At the beginning of April, shortly before Viola's 18th birthday, the Kembles finally move to Sark. By now Viola has realised that she loves Johnnie Wrighton, but her mother already has other plans for her. Viola is to get a job in Berkshire as a receptionist for a distant uncle of hers who is a GP there. That way, Clementine Kemble assures her, she will meet many eligible young men to choose from. Only by means of a "ruse"—she tells her little sister that she got pregnant from a day tripper to the island—can she eventually convince her mother, who for an awful moment loses her poise and fears that it actually might be true, that they are now on the same footing. At the end of the novel Johnnie Wrighton proposes to Viola, and Clementine Kemble not only gives her consent but also surprises them by giving them The Old Vicarage as a wedding present.

==Quotes==
- Viola discussing her planned marriage to Chisholm with the Vicar:

"How do your parents feel about this?"
"They don't know, yet. But they won't mind."
He said earnestly, "I wouldn't be too sure of that. You're awfully young, you know."
"I'm seventeen. Juliet was only thirteen."
"My dear child, look what happened to her."

- Viola kissing Johnnie Wrighton for the first time:

"I moved closer, and pressed my lips tenderly against his; at last we began to stroll back to the car, our arms round each other's waists, my head on his shoulder, his lips in my hair. The moon went with us, jigging over the treetops, leering a bit now, I thought. I wished I knew what was supposed to happen when we got back to the car. St Winifred's had been as reticent about this as about Economics."
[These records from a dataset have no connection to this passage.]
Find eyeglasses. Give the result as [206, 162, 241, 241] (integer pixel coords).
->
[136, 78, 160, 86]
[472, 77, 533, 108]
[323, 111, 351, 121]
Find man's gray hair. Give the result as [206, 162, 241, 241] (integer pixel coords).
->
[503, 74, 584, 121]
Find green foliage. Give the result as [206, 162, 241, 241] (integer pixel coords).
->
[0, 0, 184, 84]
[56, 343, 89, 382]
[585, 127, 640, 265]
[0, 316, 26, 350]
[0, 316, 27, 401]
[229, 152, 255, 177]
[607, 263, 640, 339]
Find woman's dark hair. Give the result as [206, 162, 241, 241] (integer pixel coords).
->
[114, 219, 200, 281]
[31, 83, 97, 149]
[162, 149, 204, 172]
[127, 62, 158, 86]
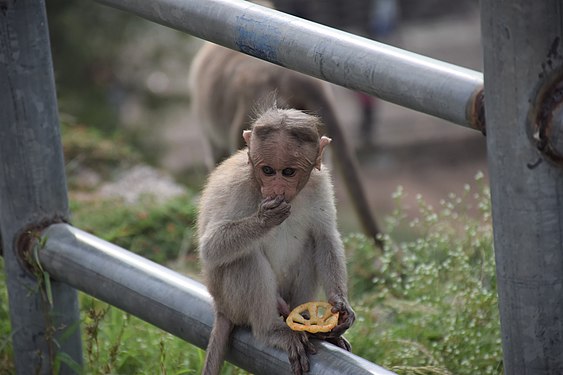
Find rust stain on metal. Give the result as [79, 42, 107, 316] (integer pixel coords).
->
[15, 216, 67, 277]
[529, 70, 563, 166]
[467, 86, 487, 135]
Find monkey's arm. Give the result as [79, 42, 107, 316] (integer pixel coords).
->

- Viola discussing her future job in Berkshire with her parents:

"Now, Viola dear, no more arguments. You'll thank me for this when you've got three beautiful children and a husband you adore. Won't she, Harry?"
"Always provided she doesn't have them in that order," chuckled Father.
There are times, I must admit, when I actively dislike Father. He'll sell his own daughter down the river, just so that he can make a silly, and rather coarse, joke.

==Film, TV or theatrical adaptations==
Oh My Darling Daughter was filmed in West Germany in 1974 as Als Mutter streikte (When Mother Went on Strike). The film was directed by Eberhard Schröder and starred Peter Hall (as "Dr. Harry Kemper"), Johanna Matz (Clementine), Belinda Mayne (Viola), Gila von Weitershausen (Gloria), and Elisabeth Flickenschildt (Aunt Clarissa).

==See also==

- Bildungsroman
- The Daily Telegraph – read by the Kembles, who are Conservative, and mentioned several times throughout the novel

==Read on==
- Josephine Humphreys's novel Rich in Love (1987), set among the well-to-do inhabitants of Charleston, South Carolina and surroundings, shows quite a number of striking parallels to Oh My Darling Daughter. It is also about a mother who leaves her family because she believes she cannot cope any more. Like in Malpass's novel, the first person narrator is a 17-year-old girl who realises that it is now up to her to replace her mother and manage the affairs of the whole family.